I'll have to keep tonight's entry brief. It's late; it's been an exceedingly long day and I am tired. I struggled to fall asleep last night so, despite having the opportunity to listen to the first fifth of Herman Hesse's Demian, the latest on my "Audiobooks to Play in the Dark When I Can't Sleep" list (having finished listening to Paul Auster's excellent Man in the Dark last week), I awoke this morning with a bit more grumpiness than usual. That said, it was not a bad day by any stretch of the imagination, the grumpiness dissipating rather quickly. But it was a busy, fatiguing day nonetheless.
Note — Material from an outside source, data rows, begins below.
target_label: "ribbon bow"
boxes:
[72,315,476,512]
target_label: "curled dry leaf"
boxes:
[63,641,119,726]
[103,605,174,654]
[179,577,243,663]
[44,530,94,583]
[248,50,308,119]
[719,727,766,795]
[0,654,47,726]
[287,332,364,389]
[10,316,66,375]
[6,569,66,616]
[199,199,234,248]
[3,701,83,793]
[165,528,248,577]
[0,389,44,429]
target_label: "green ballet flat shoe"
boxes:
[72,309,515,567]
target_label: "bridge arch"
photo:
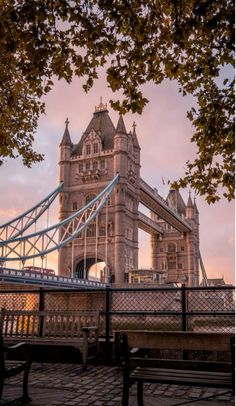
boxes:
[73,254,111,282]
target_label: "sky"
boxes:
[0,74,234,283]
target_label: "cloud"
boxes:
[0,77,234,282]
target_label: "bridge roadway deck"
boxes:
[0,362,234,406]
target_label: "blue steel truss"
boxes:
[0,183,63,242]
[0,174,120,266]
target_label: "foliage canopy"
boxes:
[0,0,234,203]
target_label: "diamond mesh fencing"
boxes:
[0,291,39,310]
[0,287,235,338]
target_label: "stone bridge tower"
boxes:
[58,101,140,283]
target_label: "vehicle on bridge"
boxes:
[22,265,56,276]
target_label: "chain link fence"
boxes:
[0,285,235,341]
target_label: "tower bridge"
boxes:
[0,102,203,286]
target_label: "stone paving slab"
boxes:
[0,362,234,406]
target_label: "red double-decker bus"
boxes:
[22,265,55,276]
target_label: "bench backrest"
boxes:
[120,330,233,351]
[1,309,99,338]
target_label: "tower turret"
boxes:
[186,191,195,219]
[59,118,73,185]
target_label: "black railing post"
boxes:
[181,283,187,331]
[39,288,45,337]
[105,286,111,365]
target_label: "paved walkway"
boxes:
[0,362,234,406]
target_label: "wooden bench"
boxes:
[1,309,99,370]
[0,316,31,403]
[118,331,234,406]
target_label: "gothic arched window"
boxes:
[168,242,176,252]
[85,144,91,155]
[93,142,99,154]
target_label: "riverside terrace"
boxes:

As far as dissertation work goes, I reviewed Richard Brock's "Putting the Soul in Order," another of the essays in the Stirrings Still issue devoted entirely to Coetzee. Brock's text only briefly touches upon Disgrace in what amounts to an oeuvre-encompassing study of the "purgatorial" spaces in Coetzee's fiction. Brock's reading of Disgrace is consistent with a significant strain of Coetzee criticism, namely that which views bodily suffering as the means of achieving a metaphysical understanding of the human (and, perhaps, non-human animal) condition. Furthermore, Brock writes extremely readable prose, making a complex topic both accessible and comprehendible.
For tomorrow: Same as the past couple of days.
Brock, Richard. "Putting the Soul in Order: Purgatorial Spaces and the Role of the Writer in the Novels of J.M. Coetzee" Stirrings Still: The International Journal of Existential Literature 3.1 (2006): 110-127.